More critically, beyond science the film functions as a dramatic treatise on the nature of memory. Memory itself is a form of time-travel. We can sit at one point in our lives and clearly visualize being in another moment long passed, and it can feel as real and present to us as our own breath.
When I look at my daughter now, she’s 11, and she’s 8, and she’s 5, and she’s a baby. And sometimes—even when I don’t wish to—I can see in her face the woman she’ll be. All of those moments intermix to merge with the present. Place, too, plays a large role. Live anywhere long enough and playgrounds and parks, restaurants and street-corners all contain ghost-images. The reach of memory allows parents to observe their children in various states–and possible states–of their existence at the same time. (Call it the quantum mechanics of parenting.)
There can be comfort in that sort of continuity, but it can also be unsettling, the idea that your memory is your final access to those moments that have rushed past, and that those moments now are fixed points in the firmament of your life, never to be visited again.

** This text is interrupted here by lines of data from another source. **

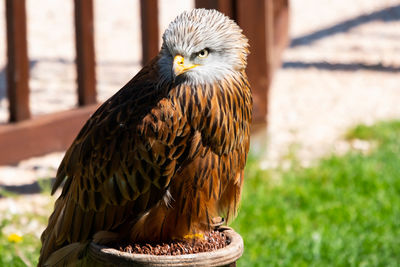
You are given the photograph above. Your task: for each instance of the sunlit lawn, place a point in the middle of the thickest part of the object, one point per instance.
(343, 211)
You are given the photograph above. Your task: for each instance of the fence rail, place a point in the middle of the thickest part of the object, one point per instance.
(265, 23)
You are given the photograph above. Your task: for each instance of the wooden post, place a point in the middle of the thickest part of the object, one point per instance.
(85, 54)
(256, 19)
(149, 22)
(228, 7)
(18, 64)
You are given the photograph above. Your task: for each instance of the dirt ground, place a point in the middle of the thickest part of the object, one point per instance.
(341, 68)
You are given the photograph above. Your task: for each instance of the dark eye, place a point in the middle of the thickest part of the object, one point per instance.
(203, 53)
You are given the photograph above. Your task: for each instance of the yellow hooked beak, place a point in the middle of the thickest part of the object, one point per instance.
(180, 67)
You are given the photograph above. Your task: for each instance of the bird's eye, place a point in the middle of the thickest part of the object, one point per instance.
(203, 53)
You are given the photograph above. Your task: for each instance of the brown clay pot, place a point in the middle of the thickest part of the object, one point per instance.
(104, 256)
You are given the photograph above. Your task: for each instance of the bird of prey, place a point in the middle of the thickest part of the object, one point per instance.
(165, 155)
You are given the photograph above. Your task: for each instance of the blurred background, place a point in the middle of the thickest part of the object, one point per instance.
(323, 171)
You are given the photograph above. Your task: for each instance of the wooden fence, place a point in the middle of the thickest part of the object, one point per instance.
(265, 23)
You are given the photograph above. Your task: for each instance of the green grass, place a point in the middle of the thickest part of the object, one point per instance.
(344, 211)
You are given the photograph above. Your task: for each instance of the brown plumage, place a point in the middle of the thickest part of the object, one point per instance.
(165, 155)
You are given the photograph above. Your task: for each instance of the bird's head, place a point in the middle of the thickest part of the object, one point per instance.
(202, 46)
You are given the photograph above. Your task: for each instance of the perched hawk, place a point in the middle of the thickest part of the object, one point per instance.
(165, 155)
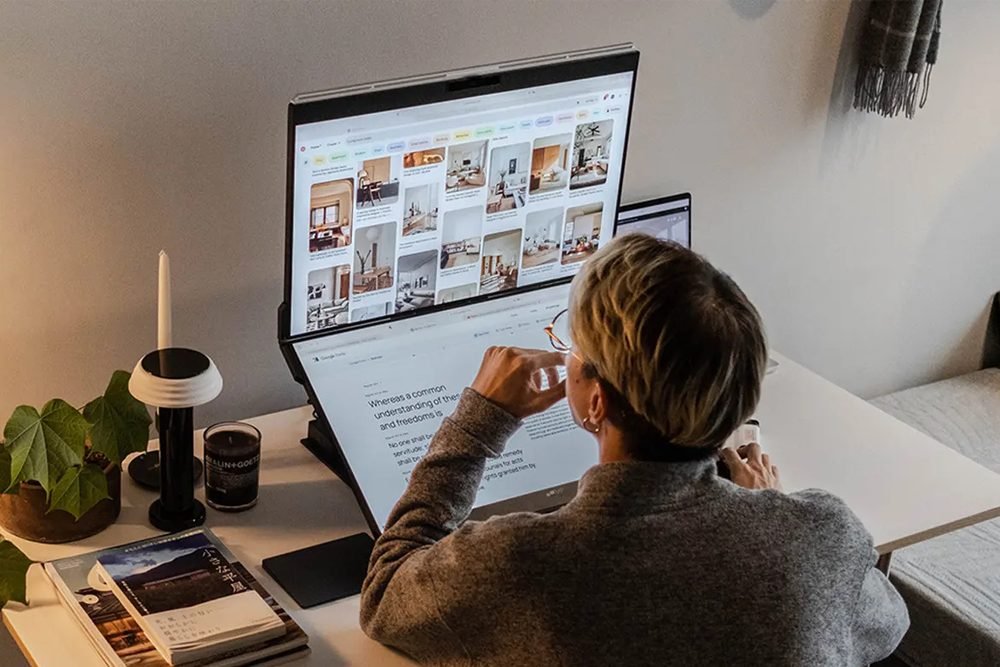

So as Louise sees the life of her child play out in her mind, it almost doesn’t matter whether it’s already happened or it will yet occur. Because Louise’s experience is our own. We are, through our memories, haunted by images that have become immutable. At some point we become, more than anything, witnesses to a constantly streaming series of unalterable events to the point where, as we near closer to death, it begins to feel like we are traveling backward.
To me, that’s why Arrival connected with audiences, even if they might not have known why at the time. While the dramatic beat near the end of the film rests on whether Louise makes a choice to have her child with the knowledge that she is destined to die, I’m not sure that’s what moved people in the end. Yes, it’s a terrible dilemma that any parent would dread, but when we make the choice to have a child, haven’t we, in a way, all made the decision to face the risk of grievous loss? That’s priced in, as they say.
Instead, viewers more likely were responding to the fact that all of us, all of the time, are seeing these images projected in our mind of those we love, have loved, will love. We toggle from the present to the past and back again.
In that way, we’re all time-travelers. and what we intuitively understand is that not only is time a river, an ocean, or a circle but it’s also a resource—and a damned limited one. “Memory is a strange thing,” Louise says at the beginning of the film. Indeed. And sometimes, it’s all we’re left with.